COVID-19: Impact on the consulting sector
Consulting firmsHow does the coronavirus affect the consulting industry?
The Covid-19 pandemic has disrupted the global economy like never before. From the travel industry to small businesses, all companies are losing revenue as the days of containment increase. It is difficult to say to what extent Covid-19 has had an impact on the consulting industry. According to a study by Consultancy.orgthe global consulting industry could lose up to $30 billion in revenues by 2020. Since the financial crisis of 2008, the consulting industry has grown exponentially. The value of the consulting market is estimated at $160 billion. The coronavirus caused customers to delay projects and cancel future plans. This has been a major blow to the consulting industry, as revenues are falling. Source Global Research collected data from various consulting firms around the world to understand the impact of this pandemic on the consulting industry.
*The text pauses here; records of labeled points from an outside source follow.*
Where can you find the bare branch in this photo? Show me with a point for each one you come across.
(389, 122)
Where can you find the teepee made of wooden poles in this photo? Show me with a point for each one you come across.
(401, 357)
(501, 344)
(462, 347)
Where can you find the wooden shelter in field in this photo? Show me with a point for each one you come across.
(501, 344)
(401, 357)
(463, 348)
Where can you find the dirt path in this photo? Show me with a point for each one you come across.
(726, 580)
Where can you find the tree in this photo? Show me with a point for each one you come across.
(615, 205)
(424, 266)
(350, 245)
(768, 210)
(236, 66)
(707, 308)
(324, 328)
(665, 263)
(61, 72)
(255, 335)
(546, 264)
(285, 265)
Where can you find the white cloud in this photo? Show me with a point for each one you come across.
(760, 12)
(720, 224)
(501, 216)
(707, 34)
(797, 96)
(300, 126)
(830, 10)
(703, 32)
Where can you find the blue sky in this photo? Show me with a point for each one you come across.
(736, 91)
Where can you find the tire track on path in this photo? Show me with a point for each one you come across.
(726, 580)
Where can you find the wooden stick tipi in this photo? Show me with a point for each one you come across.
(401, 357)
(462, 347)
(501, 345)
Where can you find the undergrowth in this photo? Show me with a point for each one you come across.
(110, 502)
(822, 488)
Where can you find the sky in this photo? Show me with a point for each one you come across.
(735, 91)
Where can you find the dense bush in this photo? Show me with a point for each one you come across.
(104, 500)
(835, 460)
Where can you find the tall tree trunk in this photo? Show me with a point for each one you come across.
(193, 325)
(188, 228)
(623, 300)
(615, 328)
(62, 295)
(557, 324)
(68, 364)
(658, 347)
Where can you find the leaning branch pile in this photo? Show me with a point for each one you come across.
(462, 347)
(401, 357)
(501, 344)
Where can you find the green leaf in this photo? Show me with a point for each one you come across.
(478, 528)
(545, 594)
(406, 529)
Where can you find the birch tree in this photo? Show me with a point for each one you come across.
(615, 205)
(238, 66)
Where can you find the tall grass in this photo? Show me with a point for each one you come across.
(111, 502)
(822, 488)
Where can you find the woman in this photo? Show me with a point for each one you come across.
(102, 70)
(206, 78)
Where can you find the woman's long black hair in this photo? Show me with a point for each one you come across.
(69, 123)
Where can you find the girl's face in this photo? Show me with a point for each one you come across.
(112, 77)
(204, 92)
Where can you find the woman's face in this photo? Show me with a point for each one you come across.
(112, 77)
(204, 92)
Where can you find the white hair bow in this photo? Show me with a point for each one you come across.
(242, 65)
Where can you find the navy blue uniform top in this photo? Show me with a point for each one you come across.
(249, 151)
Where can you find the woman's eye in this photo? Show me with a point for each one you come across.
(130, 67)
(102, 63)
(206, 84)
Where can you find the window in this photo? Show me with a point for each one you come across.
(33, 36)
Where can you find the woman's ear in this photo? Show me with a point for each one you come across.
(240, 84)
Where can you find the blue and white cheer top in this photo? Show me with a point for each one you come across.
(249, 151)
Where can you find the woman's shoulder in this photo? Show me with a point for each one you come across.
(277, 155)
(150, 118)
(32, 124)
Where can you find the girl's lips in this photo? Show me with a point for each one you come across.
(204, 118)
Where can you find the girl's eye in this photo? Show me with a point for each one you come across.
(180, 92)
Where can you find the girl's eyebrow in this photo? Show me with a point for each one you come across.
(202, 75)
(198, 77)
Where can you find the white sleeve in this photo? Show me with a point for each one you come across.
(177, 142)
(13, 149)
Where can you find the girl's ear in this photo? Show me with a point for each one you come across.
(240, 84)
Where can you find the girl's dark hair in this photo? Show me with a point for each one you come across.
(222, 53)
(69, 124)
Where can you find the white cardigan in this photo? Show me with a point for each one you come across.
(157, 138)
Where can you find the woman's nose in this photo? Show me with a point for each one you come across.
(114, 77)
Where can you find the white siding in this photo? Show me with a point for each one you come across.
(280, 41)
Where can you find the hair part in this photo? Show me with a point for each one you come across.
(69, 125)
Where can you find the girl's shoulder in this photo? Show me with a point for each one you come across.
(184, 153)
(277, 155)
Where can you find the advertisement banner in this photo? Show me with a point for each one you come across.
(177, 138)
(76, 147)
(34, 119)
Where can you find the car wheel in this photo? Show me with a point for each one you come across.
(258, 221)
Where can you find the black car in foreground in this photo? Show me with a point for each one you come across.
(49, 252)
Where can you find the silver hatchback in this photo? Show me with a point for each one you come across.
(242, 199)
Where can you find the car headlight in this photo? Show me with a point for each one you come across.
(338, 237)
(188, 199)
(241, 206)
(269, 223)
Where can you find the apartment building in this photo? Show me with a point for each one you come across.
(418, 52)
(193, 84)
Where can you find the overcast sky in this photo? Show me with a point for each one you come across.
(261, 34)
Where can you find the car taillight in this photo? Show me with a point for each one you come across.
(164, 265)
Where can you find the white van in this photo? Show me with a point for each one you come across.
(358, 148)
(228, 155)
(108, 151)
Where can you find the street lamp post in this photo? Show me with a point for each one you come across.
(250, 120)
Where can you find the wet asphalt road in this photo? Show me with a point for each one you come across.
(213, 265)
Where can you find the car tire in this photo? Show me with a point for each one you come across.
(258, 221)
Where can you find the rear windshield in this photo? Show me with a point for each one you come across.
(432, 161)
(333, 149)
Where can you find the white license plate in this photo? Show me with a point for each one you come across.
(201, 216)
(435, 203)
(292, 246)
The research concluded that Covid-19 could reduce the size of the consulting sector by 19%. This translates into a decrease in market value from $160 billion to $130 billion by 2020. Global consulting markets, such as the UK (the largest consulting market), have experienced stagnant growth. This is due to the UK's exit (Brexit) from the European Union. Growth fell to 4% last year, making it the slowest growth since 2012. In addition to the UK, the consulting scene in Europe is also in decline. The European market generates €12 billion in revenues from Germany, Austria and Switzerland combined. Germany's contribution to the European consulting market in terms of revenue is 85%. Making Germany the second largest market after the UK. This is due to the fact that the German market has an extensive automotive manufacturing base. Like the UK, Germany has been hit by the Covid-19 situation. The supply chain and manufacturing industry are likely to see a sharp drop in revenues, and their market is expected to contract more than average.An opportunity for consultants :
The current situation has not only affected the consulting industry, it has also transformed the way consultants work. Remote working is commonplace in the consulting industry. Whether on site, at the customer's headquarters or at home, remote working is part and parcel of everyday life in a consulting project. The adoption of new technologies that facilitate remote collaborative working and the automation of recurring tasks remains key to facilitating projects that are now carried out far from the customer. The crisis is also an opportunity for consulting firms to take a hard look at their internal organization and ask themselves the right questions.- While many work to optimize their customers' operations, are internal operations optimized?
- Is there sufficient visibility of resources and planning?
- Can we automate our management and processes at resource planning ?
- Can we provide our employees with better tools to save them time and improve company productivity?
How is the European consulting market trying to recover?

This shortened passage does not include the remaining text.